I remember a cold winter day in Atlanta, Georgia at my great aunt’s home
(Aunt Ellen) we had just finished a hot breakfast of hot biscuits, jelly,
butter, streak-a-lean bacon and eggs and coffee for the grown ups when my
mother’s father showed up unexpectedly.
That was the first and last time I saw my grandfather. I was in awe of him because he was a tall,
dark, handsome man that spoke in a mild mannered voice that made you want him
to keep talking. I remember thinking wouldn’t it be fun to have my grandfather
around me all of the time, but that wasn’t to be because just like he appeared
he left the same way going back to Chattanooga where he lived. You see my mother and father met fell in love
in Atlanta where I was conceived,
then they moved to Chattanooga
where I was born. When I was a toddler,
they moved back to Atlanta where my
brother was born. He was so pretty,
curly headed light brown skin little boy.
His name was Roy after my
father’s brother whom I adored; I always called my brother “Little Brother” so
the nickname stuck.
Times were really hard, and money
was very scarce. My uncle got a job for
my dad in Chattanooga (my hometown)
and we moved back where we stayed. My
mother found a job doing domestic work.
Back then people rented rooms with the use of the kitchen and
bathroom. My mother was a tall, reddish
brown-skinned, full bosom woman, with beautiful light brown eyes and a head
full of beautiful hair. She was a vision of loveliness, but there was always
sadness about her. She lost her mother at the age of fourteen years old after
which she was thrown from place to place with relatives that weren’t very nice
to her. After she and my father moved
back to Chattanooga she was
disappointed in love because of him being young and “sowing his wild oats” as
the old folks use to say. When my mother
went to work, my dad would come home at lunchtime, sometimes bringing the woman
he went with along and would make us go outside to play (me and my little
brother). Even then, I had sense enough to know this was wrong. The lady where we stayed (I’ll call her Mrs.
Ann) would sneak and tell my mother what had gone on while she was at work. It would hurt her deeply, but she never said
anything, until one day she just got fed up and called her step-brother (Uncle
James). He told her to get a cab and come out to stay with the rest of the
family until she could get on her feet and he would help her all he could.
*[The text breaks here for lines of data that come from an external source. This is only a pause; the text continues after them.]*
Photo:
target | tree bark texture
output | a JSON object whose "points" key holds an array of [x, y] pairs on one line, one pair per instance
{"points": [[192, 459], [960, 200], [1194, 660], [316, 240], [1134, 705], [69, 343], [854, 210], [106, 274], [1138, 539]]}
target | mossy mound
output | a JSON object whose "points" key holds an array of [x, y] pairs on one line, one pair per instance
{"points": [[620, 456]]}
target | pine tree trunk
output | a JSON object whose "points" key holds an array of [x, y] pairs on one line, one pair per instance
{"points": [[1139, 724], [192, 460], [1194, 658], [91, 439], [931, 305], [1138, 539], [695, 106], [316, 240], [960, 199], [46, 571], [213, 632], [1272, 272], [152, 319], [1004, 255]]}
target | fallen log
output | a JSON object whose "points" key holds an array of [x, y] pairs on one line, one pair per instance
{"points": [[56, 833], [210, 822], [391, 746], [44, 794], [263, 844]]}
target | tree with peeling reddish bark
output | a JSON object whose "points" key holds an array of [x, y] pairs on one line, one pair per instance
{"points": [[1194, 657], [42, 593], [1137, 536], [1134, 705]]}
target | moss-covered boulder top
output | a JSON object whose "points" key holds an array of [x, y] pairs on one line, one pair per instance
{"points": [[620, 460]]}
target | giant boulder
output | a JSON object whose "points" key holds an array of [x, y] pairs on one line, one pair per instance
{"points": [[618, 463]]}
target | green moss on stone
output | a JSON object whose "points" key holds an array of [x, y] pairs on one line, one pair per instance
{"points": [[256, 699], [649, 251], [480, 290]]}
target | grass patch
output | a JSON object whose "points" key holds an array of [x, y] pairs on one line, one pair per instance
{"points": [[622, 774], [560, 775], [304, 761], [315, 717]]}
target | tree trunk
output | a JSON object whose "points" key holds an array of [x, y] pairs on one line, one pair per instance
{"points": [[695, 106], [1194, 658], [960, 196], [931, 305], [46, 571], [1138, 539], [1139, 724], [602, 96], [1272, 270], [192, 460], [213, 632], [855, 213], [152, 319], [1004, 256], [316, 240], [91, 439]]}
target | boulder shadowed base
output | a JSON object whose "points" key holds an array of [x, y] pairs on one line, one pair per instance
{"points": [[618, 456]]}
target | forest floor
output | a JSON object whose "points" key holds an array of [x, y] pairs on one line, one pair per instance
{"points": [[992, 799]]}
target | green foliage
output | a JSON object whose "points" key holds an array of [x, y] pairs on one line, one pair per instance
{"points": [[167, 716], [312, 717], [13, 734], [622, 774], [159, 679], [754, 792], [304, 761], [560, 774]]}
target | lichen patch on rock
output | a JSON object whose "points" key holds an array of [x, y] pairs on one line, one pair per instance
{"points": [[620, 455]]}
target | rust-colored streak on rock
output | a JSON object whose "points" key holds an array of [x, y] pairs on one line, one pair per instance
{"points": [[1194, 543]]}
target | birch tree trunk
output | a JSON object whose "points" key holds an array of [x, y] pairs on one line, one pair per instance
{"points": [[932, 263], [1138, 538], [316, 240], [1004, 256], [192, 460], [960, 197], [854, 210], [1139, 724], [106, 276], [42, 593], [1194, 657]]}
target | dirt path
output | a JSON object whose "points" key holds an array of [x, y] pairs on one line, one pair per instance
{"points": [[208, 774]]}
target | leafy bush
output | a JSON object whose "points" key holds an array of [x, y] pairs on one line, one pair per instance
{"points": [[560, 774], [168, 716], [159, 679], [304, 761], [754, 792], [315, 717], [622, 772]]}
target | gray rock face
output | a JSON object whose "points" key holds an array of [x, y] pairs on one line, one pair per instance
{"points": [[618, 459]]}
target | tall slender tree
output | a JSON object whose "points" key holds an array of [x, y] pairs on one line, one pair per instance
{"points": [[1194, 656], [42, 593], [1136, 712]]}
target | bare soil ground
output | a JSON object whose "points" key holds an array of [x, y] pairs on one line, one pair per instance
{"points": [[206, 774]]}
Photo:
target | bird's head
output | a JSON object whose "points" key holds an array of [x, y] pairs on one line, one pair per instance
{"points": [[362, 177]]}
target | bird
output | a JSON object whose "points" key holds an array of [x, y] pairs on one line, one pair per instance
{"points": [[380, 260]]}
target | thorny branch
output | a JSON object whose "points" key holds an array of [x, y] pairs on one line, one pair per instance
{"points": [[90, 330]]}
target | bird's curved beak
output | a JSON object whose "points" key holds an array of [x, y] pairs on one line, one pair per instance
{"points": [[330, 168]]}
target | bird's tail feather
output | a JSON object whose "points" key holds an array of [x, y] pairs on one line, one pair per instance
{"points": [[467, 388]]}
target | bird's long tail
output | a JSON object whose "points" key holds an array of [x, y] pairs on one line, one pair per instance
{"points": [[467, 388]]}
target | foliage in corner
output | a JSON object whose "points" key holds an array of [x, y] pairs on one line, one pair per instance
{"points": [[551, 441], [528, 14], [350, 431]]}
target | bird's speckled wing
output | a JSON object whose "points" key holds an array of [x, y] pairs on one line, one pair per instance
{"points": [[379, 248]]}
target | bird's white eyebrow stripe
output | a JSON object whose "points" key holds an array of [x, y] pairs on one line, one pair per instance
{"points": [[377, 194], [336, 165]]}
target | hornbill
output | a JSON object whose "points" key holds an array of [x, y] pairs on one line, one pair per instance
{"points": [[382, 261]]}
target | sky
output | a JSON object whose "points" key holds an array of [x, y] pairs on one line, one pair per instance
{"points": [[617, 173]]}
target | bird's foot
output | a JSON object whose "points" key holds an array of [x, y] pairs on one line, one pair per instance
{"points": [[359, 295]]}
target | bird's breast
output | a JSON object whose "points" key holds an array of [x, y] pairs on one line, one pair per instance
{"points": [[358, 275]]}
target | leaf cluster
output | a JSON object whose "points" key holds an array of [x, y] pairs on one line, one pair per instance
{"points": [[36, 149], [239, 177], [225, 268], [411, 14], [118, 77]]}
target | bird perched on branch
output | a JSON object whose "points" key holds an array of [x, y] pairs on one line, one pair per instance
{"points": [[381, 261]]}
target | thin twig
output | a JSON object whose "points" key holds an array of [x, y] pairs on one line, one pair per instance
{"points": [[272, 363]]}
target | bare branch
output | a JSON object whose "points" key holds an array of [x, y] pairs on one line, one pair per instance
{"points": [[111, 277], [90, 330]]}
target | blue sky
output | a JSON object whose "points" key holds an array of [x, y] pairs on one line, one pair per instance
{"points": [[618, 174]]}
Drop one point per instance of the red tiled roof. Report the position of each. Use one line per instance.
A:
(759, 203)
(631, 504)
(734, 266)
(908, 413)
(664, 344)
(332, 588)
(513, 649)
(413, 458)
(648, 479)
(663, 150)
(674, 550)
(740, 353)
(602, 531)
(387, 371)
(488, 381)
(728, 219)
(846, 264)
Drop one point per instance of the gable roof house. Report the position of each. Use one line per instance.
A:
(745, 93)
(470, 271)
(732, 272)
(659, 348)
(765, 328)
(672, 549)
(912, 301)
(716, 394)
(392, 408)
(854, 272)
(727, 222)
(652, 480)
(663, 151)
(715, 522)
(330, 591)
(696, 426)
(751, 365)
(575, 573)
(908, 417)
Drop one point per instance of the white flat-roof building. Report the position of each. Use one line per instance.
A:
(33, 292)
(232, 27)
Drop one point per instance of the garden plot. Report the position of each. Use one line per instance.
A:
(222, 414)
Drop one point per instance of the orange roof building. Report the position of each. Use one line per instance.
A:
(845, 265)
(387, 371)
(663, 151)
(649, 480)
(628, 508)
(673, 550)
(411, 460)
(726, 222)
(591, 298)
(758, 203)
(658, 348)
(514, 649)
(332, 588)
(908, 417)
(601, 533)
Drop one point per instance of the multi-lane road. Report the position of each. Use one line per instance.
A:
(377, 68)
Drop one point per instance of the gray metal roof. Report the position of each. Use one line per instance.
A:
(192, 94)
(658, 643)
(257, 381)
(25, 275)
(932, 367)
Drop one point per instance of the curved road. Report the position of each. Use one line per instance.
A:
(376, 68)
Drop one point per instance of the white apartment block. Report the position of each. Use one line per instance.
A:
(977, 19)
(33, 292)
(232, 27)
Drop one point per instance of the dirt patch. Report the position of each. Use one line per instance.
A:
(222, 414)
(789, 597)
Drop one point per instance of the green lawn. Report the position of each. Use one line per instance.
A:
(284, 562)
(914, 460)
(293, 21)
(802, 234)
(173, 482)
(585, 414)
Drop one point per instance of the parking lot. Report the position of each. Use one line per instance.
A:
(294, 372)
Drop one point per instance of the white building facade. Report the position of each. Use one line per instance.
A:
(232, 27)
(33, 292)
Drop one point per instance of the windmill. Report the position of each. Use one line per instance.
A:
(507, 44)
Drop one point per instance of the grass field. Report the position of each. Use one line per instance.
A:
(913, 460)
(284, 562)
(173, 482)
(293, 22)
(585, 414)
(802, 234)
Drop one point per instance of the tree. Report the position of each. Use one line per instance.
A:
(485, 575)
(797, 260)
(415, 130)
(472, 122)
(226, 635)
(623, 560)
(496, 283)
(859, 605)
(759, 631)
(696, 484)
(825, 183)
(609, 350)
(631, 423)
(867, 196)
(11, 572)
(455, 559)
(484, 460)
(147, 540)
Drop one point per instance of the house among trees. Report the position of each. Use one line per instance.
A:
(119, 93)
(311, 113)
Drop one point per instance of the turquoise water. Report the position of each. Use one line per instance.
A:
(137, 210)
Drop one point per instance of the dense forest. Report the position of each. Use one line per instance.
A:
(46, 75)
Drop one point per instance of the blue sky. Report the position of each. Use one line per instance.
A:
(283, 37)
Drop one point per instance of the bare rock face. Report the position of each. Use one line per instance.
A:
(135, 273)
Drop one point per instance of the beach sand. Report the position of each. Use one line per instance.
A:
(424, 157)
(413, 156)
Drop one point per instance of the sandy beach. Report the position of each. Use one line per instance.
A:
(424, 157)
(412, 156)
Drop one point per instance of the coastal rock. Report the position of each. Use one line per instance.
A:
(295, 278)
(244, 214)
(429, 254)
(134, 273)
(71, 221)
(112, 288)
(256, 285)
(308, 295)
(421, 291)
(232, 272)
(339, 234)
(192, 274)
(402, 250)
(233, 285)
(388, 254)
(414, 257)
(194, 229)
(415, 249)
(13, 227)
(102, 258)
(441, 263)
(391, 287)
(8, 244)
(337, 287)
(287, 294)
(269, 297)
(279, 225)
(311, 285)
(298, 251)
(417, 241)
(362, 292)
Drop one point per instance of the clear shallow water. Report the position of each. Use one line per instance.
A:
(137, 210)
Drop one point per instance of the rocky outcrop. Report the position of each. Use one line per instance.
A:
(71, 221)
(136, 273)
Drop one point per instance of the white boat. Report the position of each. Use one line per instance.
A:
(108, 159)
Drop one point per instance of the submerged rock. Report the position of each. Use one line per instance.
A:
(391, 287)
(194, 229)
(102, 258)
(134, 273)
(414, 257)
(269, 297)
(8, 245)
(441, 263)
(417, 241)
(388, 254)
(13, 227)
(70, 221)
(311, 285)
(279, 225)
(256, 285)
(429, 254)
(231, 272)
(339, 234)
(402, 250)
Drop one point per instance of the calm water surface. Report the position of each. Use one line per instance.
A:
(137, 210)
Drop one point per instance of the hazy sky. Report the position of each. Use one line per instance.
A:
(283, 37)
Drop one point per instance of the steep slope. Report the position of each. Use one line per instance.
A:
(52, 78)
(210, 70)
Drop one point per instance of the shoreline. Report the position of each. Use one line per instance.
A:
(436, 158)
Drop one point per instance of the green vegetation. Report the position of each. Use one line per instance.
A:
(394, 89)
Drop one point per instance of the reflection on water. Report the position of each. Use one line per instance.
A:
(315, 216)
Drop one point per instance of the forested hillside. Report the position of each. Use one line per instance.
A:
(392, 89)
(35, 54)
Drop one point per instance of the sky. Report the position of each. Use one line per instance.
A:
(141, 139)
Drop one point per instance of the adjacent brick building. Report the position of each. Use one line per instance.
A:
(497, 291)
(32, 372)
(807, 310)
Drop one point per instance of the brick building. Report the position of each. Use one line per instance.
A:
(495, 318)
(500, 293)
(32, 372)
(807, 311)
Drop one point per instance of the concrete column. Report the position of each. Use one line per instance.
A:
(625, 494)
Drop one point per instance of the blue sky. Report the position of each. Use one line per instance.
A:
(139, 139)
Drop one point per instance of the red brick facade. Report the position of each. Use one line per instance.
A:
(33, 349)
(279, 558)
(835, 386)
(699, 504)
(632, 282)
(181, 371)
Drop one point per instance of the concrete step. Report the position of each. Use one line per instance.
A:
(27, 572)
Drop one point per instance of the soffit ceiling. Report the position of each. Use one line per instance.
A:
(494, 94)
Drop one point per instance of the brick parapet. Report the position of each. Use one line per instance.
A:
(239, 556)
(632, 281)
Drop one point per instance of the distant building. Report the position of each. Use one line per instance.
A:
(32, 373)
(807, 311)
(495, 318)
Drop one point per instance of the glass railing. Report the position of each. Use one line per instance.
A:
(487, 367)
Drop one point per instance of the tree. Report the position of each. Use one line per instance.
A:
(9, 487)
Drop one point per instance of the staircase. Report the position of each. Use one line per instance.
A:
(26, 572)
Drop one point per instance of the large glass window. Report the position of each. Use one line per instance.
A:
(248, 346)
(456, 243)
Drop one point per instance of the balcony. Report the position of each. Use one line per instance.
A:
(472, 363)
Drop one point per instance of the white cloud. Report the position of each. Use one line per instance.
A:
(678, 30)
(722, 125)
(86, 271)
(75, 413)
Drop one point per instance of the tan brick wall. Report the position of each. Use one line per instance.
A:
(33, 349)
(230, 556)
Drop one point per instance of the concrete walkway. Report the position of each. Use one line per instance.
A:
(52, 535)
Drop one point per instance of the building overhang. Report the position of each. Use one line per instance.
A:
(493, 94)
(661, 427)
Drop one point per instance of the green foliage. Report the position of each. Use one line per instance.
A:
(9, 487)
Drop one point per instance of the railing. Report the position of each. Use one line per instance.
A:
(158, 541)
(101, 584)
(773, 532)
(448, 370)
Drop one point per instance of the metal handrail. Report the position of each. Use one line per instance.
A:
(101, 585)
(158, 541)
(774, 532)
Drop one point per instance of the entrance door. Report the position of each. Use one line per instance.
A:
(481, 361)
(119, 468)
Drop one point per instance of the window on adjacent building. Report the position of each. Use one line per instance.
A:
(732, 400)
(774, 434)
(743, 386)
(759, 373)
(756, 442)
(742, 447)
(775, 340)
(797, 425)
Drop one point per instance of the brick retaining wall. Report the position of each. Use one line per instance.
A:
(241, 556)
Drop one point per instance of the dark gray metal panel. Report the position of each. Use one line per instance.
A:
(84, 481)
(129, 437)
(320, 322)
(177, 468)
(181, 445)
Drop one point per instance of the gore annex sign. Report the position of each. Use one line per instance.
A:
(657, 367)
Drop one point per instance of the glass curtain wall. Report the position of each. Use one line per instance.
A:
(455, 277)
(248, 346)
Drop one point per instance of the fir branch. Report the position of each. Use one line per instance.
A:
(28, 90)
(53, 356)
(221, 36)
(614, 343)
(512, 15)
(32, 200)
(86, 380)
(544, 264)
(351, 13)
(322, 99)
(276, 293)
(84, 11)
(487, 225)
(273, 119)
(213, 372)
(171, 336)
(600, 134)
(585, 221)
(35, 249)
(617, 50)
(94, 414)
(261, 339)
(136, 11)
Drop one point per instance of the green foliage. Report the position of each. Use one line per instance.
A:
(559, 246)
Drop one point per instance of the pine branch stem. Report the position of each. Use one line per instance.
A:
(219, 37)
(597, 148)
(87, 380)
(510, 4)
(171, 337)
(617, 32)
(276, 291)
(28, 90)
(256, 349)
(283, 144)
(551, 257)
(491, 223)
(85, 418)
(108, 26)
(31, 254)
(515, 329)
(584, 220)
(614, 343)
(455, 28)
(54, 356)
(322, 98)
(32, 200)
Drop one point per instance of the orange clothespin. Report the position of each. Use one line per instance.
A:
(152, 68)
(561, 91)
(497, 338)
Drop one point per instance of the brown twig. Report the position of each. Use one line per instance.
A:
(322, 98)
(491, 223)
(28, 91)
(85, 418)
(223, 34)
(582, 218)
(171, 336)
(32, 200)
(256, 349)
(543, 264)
Two or three nights before we
left my dad, I had ten pennies laying on the dresser that had been given to me
and I was excited about what I was going to buy with them (back then you could
buy quite a bit of treats with ten pennies).
I went to bed happy and woke up to see my pennies gone. I knew right away, what had happened to my
little treasure. My temper flared; my
mother took me by the hand and said don’t say anything about the pennies being
gone because your daddy will whip you. I had to keep my mouth closed even
though I was upset, but even back then I vowed “I Won’t Be Denied”. When I get
grown I’m going to let him know how I feel. For some reason, the time as yet
has not presented itself.
Well, Mrs. Ann came back with more news and my
mother began to get very tired of this carrying on behind her back. She began
to take on extra work of washing and ironing to save money so we would have
enough to carry us over after moving. In
the meantime, Mrs. Ann’s brother-in-law and his wife stayed upstairs. He was tall, thin, and good-looking with nice
hair. His wife, who I’ll call (Aunt Doe), was mixed and simply beautiful; her
father was white and mother black. All of the kids in the neighborhood dearly
loved her because she was a caring, sharing individual, but (Uncle Lee) was sneaky,
dirty-minded person that would give us candy not to tell that he was feeling on
the private parts of the little girls eleven and up that came over to play with
Mrs. Ann’s nieces. One day we went upstairs and asked Uncle Lee for some candy.
He told us we couldn’t come in because Aunt Doe was gone to work. He hurried
and gave us the candy and told us to go back out to play. Just as we started down the steps, a familiar
voice said, “Are they gone Uncle Lee”? He answered, “Yeah, they gone”, but we
weren’t; we stayed quiet because we knew she would have to come out to go home,
and when she did we would see her. Sure enough, out she came and when she saw
us sitting on the steps, she got mad and yelled at us. We yelled back at her saying, “We going to
tell your mama, we going to tell your mama”. Of course, she didn’t want that so
she buttered us up with more candy and by the time Mrs. Ann came out of the
kitchen where she was cooking dinner to see what all of the noise was about,
the girl had bribed us with candy and sweet words.